Overall, 32% of CEOs surveyed expect a drop in headcount, 27% anticipate an increase, and 41% forecast employment levels to remain the same.
The latest results of the Business Roundtable survey “reflect a continued reduction in CEO plans for hiring, a slight increase in capital spending, and a small decrease in expectations for sales for the next six months,” the report read.
To determine the change in quarterly results, the Business Roundtable assigns each of the three aforementioned categories a value between -50 and 150. Readings below 50 indicate economic contraction and readings at or above 50 suggest economic expansion.
According to the association’s forward-looking projections from Q3, CEO plans for hiring decreased by 11 points to a value of 45, plans for capital investment increased by 1 point to a value of 69, and expectations for sales decreased by 1 point to a value of 103.
Despite objectives by large U.S. companies to scale back or pause hiring over the next six months, 45% of small business owners plan to expand hiring and are still struggling to fill positions, according to Chase Bank’s 2023 Business Leaders Outlook.
“These findings confirm what our bankers are hearing every day from our clients — that despite ongoing concerns about recession, inflation, and staffing, small business owners are optimistic,” said Ben Walter, CEO of Chase Business Banking, in a news release.

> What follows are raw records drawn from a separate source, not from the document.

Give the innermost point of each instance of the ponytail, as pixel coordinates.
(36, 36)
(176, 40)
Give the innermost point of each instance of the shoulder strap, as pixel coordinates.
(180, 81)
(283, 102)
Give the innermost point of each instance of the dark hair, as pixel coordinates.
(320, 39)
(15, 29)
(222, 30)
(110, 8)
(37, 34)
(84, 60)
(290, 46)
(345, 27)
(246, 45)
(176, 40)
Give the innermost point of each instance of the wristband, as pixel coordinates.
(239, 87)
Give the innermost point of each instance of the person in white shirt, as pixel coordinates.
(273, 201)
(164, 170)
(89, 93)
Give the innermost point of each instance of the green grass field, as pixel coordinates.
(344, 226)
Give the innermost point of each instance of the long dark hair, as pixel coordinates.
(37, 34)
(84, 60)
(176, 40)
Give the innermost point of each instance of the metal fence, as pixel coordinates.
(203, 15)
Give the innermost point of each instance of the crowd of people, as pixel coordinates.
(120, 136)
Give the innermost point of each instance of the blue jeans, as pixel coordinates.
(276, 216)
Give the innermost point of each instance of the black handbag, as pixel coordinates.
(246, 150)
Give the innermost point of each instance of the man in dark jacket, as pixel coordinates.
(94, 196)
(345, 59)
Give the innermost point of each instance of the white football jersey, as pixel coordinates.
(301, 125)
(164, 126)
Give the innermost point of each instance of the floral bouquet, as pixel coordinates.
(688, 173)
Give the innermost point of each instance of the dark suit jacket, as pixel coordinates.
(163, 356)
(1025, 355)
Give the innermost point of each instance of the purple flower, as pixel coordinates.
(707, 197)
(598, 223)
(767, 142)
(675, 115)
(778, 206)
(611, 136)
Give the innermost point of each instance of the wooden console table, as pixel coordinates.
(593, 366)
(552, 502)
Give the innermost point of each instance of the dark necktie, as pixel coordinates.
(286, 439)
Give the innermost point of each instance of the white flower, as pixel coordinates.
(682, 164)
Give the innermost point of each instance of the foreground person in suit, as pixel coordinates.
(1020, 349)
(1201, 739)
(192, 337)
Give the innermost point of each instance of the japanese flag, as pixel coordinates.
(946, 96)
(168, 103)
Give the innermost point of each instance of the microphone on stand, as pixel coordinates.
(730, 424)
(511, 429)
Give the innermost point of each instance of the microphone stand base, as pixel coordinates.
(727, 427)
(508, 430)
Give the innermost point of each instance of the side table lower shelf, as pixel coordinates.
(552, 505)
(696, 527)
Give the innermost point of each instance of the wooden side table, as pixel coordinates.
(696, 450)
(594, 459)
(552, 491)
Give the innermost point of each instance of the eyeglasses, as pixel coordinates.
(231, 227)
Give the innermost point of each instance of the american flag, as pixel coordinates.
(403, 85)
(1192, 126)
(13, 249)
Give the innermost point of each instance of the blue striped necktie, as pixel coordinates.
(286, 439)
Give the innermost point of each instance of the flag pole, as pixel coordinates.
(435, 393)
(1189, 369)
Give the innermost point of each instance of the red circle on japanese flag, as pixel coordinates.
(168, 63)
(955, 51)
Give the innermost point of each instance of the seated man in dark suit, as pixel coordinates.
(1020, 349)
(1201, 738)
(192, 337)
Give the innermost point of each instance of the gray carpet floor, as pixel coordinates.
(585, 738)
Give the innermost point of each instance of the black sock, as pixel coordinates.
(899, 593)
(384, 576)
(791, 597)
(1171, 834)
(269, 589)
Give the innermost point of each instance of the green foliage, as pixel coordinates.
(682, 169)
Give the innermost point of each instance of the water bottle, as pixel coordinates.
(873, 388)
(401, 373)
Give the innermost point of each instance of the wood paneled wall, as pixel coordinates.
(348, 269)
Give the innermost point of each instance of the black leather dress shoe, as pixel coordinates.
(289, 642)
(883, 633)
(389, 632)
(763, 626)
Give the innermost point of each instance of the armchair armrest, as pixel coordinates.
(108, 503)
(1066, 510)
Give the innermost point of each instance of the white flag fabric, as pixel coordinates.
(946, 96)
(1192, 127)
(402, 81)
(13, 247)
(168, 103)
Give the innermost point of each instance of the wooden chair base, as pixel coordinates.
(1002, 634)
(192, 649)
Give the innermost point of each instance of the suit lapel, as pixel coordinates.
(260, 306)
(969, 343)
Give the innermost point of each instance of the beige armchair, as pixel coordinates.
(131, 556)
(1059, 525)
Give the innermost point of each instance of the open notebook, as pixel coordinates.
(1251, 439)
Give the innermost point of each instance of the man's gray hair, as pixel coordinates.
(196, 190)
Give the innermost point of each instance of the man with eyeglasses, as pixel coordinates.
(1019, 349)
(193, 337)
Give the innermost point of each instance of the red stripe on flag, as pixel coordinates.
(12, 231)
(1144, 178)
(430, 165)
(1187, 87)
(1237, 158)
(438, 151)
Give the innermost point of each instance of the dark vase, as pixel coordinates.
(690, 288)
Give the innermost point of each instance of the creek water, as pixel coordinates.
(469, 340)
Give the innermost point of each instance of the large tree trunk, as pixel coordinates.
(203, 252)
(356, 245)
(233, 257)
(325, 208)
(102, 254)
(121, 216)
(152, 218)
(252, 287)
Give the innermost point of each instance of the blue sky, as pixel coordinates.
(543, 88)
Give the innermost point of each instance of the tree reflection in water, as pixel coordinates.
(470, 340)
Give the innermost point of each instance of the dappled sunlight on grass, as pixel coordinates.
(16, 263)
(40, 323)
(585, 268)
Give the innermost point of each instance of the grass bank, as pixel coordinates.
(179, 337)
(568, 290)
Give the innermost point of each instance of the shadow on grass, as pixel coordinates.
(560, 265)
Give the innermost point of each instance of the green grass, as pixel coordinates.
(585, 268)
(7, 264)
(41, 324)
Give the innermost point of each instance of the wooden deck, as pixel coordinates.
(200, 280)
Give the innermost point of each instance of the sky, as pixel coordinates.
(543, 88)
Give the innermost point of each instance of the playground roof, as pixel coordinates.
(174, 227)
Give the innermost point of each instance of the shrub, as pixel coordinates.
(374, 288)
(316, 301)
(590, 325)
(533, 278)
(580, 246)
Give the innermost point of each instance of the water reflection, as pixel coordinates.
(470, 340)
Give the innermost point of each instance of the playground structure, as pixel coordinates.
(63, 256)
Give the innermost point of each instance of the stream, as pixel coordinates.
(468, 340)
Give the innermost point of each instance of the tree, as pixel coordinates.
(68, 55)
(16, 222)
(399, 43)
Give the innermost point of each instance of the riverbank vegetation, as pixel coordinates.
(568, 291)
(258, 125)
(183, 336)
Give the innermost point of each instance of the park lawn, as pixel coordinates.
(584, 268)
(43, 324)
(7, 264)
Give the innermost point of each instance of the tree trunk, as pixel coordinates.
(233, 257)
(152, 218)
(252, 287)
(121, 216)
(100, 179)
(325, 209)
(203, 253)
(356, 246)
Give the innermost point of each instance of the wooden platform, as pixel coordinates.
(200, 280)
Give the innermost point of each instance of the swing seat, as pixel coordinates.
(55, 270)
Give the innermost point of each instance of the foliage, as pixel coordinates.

“To their credit, they continue to demonstrate an ability to adapt and adjust through the ups and downs of economic cycles,” Walter added.
Regardless, the low number of recent job postings on some job-posting platforms reflects a dim outlook on hiring practices heading into 2024.
According to recruitment data from platform Indeed, the number of job postings is down in all large and mid-size markets by nearly 40% compared to the year before.